The analysis of single-cell RNA sequencing (scRNAseq) data plays an important role in understanding the intrinsic and extrinsic cellular processes in biological and biomedical research. One significant effort in this area is the detection of differentially expressed (DE) genes. scRNAseq data, however, are highly heterogeneous and have a large number of zero counts, which introduces challenges in detecting DE genes. Addressing these challenges requires employing new approaches beyond the conventional ones, which are based on a nonzero difference in average expression. Several methods have been developed for differential gene expression analysis of scRNAseq data. To provide guidance on choosing an appropriate tool or developing a new one, it is necessary to evaluate and compare the performance of differential gene expression analysis methods for scRNAseq data.
In this study, University of Connecticut researchers conducted a comprehensive evaluation of the performance of eleven differential gene expression analysis software tools, which are designed for scRNAseq data or can be applied to them. They used simulated and real data to evaluate the accuracy and precision of detection. Using simulated data, the researchers investigated the effect of sample size on the detection accuracy of the tools. Using real data, they examined the agreement among the tools in identifying DE genes, the run time of the tools, and the biological relevance of the detected DE genes.
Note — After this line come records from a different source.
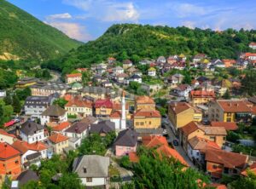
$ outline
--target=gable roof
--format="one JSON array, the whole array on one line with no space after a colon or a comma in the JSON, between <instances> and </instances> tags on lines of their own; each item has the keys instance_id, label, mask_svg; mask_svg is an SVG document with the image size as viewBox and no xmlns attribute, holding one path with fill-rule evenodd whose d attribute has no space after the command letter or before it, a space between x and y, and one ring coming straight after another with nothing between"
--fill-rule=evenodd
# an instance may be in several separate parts
<instances>
[{"instance_id":1,"label":"gable roof","mask_svg":"<svg viewBox=\"0 0 256 189\"><path fill-rule=\"evenodd\" d=\"M24 185L30 180L38 181L39 180L38 175L36 172L32 170L25 170L17 177L17 180L19 180L19 185Z\"/></svg>"},{"instance_id":2,"label":"gable roof","mask_svg":"<svg viewBox=\"0 0 256 189\"><path fill-rule=\"evenodd\" d=\"M35 122L27 120L24 123L21 124L20 131L24 133L26 135L34 135L35 132L38 130L44 129L44 127L41 124L38 124Z\"/></svg>"},{"instance_id":3,"label":"gable roof","mask_svg":"<svg viewBox=\"0 0 256 189\"><path fill-rule=\"evenodd\" d=\"M248 157L240 153L228 152L223 150L208 149L206 151L206 161L224 164L227 168L243 168Z\"/></svg>"},{"instance_id":4,"label":"gable roof","mask_svg":"<svg viewBox=\"0 0 256 189\"><path fill-rule=\"evenodd\" d=\"M143 136L143 144L147 147L155 147L162 145L168 146L166 138L158 135Z\"/></svg>"},{"instance_id":5,"label":"gable roof","mask_svg":"<svg viewBox=\"0 0 256 189\"><path fill-rule=\"evenodd\" d=\"M0 159L5 160L20 155L20 151L16 150L9 144L0 142Z\"/></svg>"},{"instance_id":6,"label":"gable roof","mask_svg":"<svg viewBox=\"0 0 256 189\"><path fill-rule=\"evenodd\" d=\"M89 128L89 124L85 123L77 122L73 123L70 128L65 130L67 133L77 133L81 134L84 130L86 130Z\"/></svg>"},{"instance_id":7,"label":"gable roof","mask_svg":"<svg viewBox=\"0 0 256 189\"><path fill-rule=\"evenodd\" d=\"M133 117L161 117L159 111L154 109L139 109L134 114Z\"/></svg>"},{"instance_id":8,"label":"gable roof","mask_svg":"<svg viewBox=\"0 0 256 189\"><path fill-rule=\"evenodd\" d=\"M40 141L28 144L26 141L18 140L12 146L22 153L26 153L28 150L39 152L47 149L46 145Z\"/></svg>"},{"instance_id":9,"label":"gable roof","mask_svg":"<svg viewBox=\"0 0 256 189\"><path fill-rule=\"evenodd\" d=\"M49 140L50 140L51 142L57 144L60 143L61 141L65 141L67 140L68 140L67 136L64 136L61 134L59 133L55 133L52 135L50 135L49 138Z\"/></svg>"},{"instance_id":10,"label":"gable roof","mask_svg":"<svg viewBox=\"0 0 256 189\"><path fill-rule=\"evenodd\" d=\"M245 100L218 100L217 103L226 112L251 112L252 109Z\"/></svg>"},{"instance_id":11,"label":"gable roof","mask_svg":"<svg viewBox=\"0 0 256 189\"><path fill-rule=\"evenodd\" d=\"M237 130L238 126L235 122L211 122L212 127L224 127L226 130Z\"/></svg>"},{"instance_id":12,"label":"gable roof","mask_svg":"<svg viewBox=\"0 0 256 189\"><path fill-rule=\"evenodd\" d=\"M58 105L52 105L42 113L42 116L60 117L63 116L65 113L66 110L60 107Z\"/></svg>"},{"instance_id":13,"label":"gable roof","mask_svg":"<svg viewBox=\"0 0 256 189\"><path fill-rule=\"evenodd\" d=\"M156 152L160 154L160 156L164 155L168 158L172 157L183 165L189 166L184 158L175 149L172 149L166 145L162 145L161 146L156 149Z\"/></svg>"},{"instance_id":14,"label":"gable roof","mask_svg":"<svg viewBox=\"0 0 256 189\"><path fill-rule=\"evenodd\" d=\"M64 130L67 128L68 128L70 125L71 125L71 123L69 122L62 122L61 123L52 127L52 130L54 130L54 131L61 131L61 130Z\"/></svg>"},{"instance_id":15,"label":"gable roof","mask_svg":"<svg viewBox=\"0 0 256 189\"><path fill-rule=\"evenodd\" d=\"M84 155L74 159L73 171L77 173L80 178L108 177L109 164L108 157Z\"/></svg>"},{"instance_id":16,"label":"gable roof","mask_svg":"<svg viewBox=\"0 0 256 189\"><path fill-rule=\"evenodd\" d=\"M107 121L99 122L96 124L91 124L90 132L107 134L114 131L114 129L115 129L114 123L107 120Z\"/></svg>"},{"instance_id":17,"label":"gable roof","mask_svg":"<svg viewBox=\"0 0 256 189\"><path fill-rule=\"evenodd\" d=\"M114 141L114 146L135 146L137 142L138 134L135 130L127 129L119 133Z\"/></svg>"}]
</instances>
Tools’ total numbers of detected significantly DE genes with the p-value or FDR threshold of 0.05 and their overlaps with the 1000 gold standard genes
In general, agreement among the tools in calling DE genes is not high. There is a trade-off between true-positive rates and the precision of calling DE genes. Methods with higher true positive rates tend to show low precision due to their introducing false positives, whereas methods with high precision show low true positive rates due to identifying few DE genes. The researchers observed that current methods designed for scRNAseq data do not tend to show better performance compared to methods designed for bulk RNAseq data. Data multimodality and abundance of zero read counts are the main characteristics of scRNAseq data, which play important roles in the performance of differential gene expression analysis methods and need to be considered in terms of the development of new methods.